Observem no dia da ordenação Presbiteral, quem unge e enfaixa não é mais mãe ou alguém da família, ou alguém que está próximo e sim o pai espiritual, ou seja, o bispo. O bispo unge, não mais o umbigo, mas as mãos, as enfaixa e observem para onde o ordenando se dirige? Novamente para sua família, não mais para ficar com ela, mas para se despedir. Se a mãe estiver viva é a ela que ele volta primeiramente, se não estiver, o ordenando se dirige ao pai ou a outro membro da família, não mais para ser ungido e enfaixado, mas para que a mãe ou alguém da família lhe tire às amarras que o prendem a família, tornando-se livre no amor a Jesus Cristo e à sua Igreja, no serviço aos irmãos e irmãs. Não é mais a mãe que o abraça e abençoa, mas sim, o filho com as mãos ungidas, que o abençoa e o abraça, abraçando e se despedindo também do pai e dos demais membros da família. Neste momento, ele se despede da família biológica e se torna membro de uma família espiritual maior: a Igreja. É o momento da segunda “castração”.

Observem a atitude do pai espiritual. O mesmo abraço e aconchego que o filho recebeu no dia do seu nascimento, no dia da ordenação recebe de um outro pai, o bispo. Como pai espiritual, o bispo é o primeiro a abraçá-lo, acolhendo-o como filho, em seguida, um dos presbíteros o acolhe como irmão, que a partir deste momento fará parte da nova família de presbíteros. É o irmão mais novo que chega, um novo nascimento. A partir da unção e consagração, enviado pelo bispo sob a luz do Espírito Santo, além de filho, torna-se também pai espiritual e pastor do povo a ele confiado.

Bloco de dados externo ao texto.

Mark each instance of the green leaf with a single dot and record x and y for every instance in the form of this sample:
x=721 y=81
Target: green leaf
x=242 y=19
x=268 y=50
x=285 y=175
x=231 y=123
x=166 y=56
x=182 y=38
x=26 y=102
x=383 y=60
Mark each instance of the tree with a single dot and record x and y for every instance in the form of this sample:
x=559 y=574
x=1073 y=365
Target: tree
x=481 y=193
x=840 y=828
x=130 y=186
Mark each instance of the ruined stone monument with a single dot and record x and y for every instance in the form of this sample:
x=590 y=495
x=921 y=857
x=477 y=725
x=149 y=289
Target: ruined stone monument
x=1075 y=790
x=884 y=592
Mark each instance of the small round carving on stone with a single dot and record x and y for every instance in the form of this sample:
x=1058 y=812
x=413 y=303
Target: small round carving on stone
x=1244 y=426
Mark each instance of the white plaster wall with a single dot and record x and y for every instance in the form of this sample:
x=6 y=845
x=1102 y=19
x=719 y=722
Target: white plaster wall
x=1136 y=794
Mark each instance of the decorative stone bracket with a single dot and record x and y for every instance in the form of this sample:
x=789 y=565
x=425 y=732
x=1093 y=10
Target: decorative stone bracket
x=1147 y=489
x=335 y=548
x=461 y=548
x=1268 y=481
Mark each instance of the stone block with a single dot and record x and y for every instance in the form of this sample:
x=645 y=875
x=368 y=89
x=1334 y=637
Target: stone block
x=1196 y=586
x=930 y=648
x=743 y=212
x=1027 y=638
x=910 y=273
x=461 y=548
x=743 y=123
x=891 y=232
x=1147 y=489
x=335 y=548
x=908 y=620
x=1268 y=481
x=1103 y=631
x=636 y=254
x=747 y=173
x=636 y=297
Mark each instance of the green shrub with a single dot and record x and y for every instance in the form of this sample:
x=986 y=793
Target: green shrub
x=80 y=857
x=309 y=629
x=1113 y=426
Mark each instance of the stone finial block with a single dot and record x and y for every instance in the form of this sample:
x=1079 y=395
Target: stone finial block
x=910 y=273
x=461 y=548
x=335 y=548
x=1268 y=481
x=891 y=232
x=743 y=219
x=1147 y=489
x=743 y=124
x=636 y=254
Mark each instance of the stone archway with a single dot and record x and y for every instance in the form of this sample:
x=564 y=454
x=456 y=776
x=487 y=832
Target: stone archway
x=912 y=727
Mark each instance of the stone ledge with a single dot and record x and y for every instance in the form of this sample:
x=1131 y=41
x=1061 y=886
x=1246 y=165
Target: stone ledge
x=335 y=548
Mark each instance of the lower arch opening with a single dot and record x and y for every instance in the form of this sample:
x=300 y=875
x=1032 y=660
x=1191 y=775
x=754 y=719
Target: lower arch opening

Trago neste dia, esta reflexão do coração e do aconchego familiar, para percebermos que o nosso ministério, não pode mais ser pautado ou exercido do jeito que eu quero, a partir dos meus desejos e prioridades, o lugar que devo ou não evangelizar, mas sim do jeito que Deus quer, sendo membro de sua família, a partir das necessidades da Igreja e do Evangelho de Jesus.

Com a minha unção e consagração faço parte agora da família maior. A família de Jesus. “Aqui estão minha mãe e meus irmãos! Pois quem faz a vontade de meu Pai que está nos céus, este é meu irmão, minha irmã e minha mãe” (Mt 12,49-50).

Amados irmãos presbíteros, aproveitemos este dia tão especial da renovação das promessas sacerdotais para ressignificar a nossa vocação ou fortalecer ainda mais a nossa aliança com Deus. É fundamental voltar ao primeiro amor, ao primeiro chamado, contemplar a nossa história vocacional, o dia em que deixamos a nossa casa para fazer parte de uma família maior, que transcende uma questão de consanguinidade a partir da nossa Ordenação Presbiteral. Neste contemplar procuremos celebrar com júbilo cada gesto, cada rito, cada sacramento, cada formação pastoral, cada momento de oração, buscando um reencantamento para os passos seguintes em nossa trajetória de homens consagrados, congregando os fiéis numa só família, num espírito de comunhão e unidade, a fim de poder conduzi-los a Deus Pai, por Cristo, no Espírito Santo. Procuremos trazer sempre para dentro do nosso coração, o exemplo do Cristo Bom Pastor, que veio para servir e não para ser servido. Veio para buscar e salvar o que estava perdido. Assim seja. Amém!